Steliu Lambru, 07.05.2016, 14:59
Count Dracula and his country, Transylvania, represent the people and areas considered to be outside civilization, as pictured in Gothic literature. Before being turned into a literary myth, Dracula symbolically stood for meeting the unknown and the unpredictable. It is the fear of facing what is different, what goes beyond the ordinary, the values and beliefs of common people. This malevolent character, against whom people have to wage a life-and- death fight, comes from a place of darkness, of mystery and wilderness.
Evil has taken various forms in universal literature, Dracula being nothing but the modern embodiment, on several levels, of what the West has always detested and feared the most: dictatorship as an adversary of democracy, obscurantism as the enemy of science, hierarchical superiority as opposed to equality, barbarian attitudes and crimes as adversaries of the law. Everything outside reason, tolerance, modernization and freedom was a danger posed to the humankind’s ideals of peace and happiness.
The novel “Dracula” was published in 1897 against the backdrop of a tense European climate. The old continent was overwhelmed by the political radicalism of the future ideologies that later gave birth to the most barbarian political regimes such as Nazism and Communism, and the pessimistic view of the world had reached a climax. From a political point of view, Dracula is the absolute dictator who has powers that go beyond humans’ capacity of understanding. When Dracula decides to go to England, leaving behind his castle located in the Bargau Pass, in the Eastern Carpathians, with a view to spreading the vampire phenomenon in the civilized world, nobody has any more doubts regarding the intentions of such a character coming from such a world. Dracula’s dictatorship uses the bite in the neck to turn a citizen into a vassal.
Dracula also stands for an entity of darkness. He detests science, light and brightness. His world is dominated by mystery, the lack of light, occult practices and a lugubrious atmosphere. And since the modernism of the 19th century meant the progress of science and reason, their adversary had no other mission than to reject them. Eventually science won the fight against occultism, and the secularized West got rid of the superstitious and cruel East.
The vampire of Transylvania has the title of count. He is not a townsman, a peasant, a soldier or a public servant. He holds no dignity or rank known to writer Bram Stoker’s contemporaries. According to his own confessions, he has been living for several hundred years, he has lived the dark times of the Middle Ages making it to the present world. He was once a prince and fought for the defense of Christianity. The vampire stands for the despotic power of nobility that hates merging with other social classes, which they would rather oppress. Near Dracula’s castle there live peasants who are not allowed to interact with the owner of the castle, whose name they are afraid to utter. Dracula is learned and polite but hates being the equal of mortals.

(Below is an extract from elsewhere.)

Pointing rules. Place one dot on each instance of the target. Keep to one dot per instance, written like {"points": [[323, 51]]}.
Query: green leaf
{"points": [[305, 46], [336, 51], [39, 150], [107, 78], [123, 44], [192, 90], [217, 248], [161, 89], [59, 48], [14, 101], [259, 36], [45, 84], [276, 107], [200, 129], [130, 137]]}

The bloodthirsty count comes into the civilized world and brings along barbarism. Although a dictator who promotes order and submissiveness, Dracula is a supporter of anarchy, of illegitimate acts, of usurpation and law infringement, advocating the rise of his maleficent reign on the ruins of civilization. He wants to turn people around against their will, the vampire and his aids being fully aware of their criminal plan.
In Bram Stoker’s book, count Dracula’s Bistrita is mentioned in the beginning and at the end. The author has never traveled to Transylvania but he didn’t need to, in order to imagine the fictional story of the vampire count. The reality is much more banal, this is how it was and how it will be, and tourist operators use fiction to make profit. From the negative hero Dracula to his popularization it was just one step, and today the town of Bistrita takes advantage of all the fears and frights people had during the time of the bloodthirsty count. Bistrita took advantage of the Dracula myth even during the Communist period, when the authorities were waging a genuine campaign of discrediting the myth. The only hotel built in 1974 on the very location indicated by Bram Stoker’s novel gives apparent authenticity to a story that was created in an area as common as many others.
Frequently likened to the historical character of ruler Vlad the Impaler, Dracula is the evil that threateningly rises against the good. He is a concoction of the West that discovered him in its eastern vicinity, in the other Europe. The conclusion of the novel refers to the existence of a latent evil which destroys the harmony of man and civilization, which is all around us.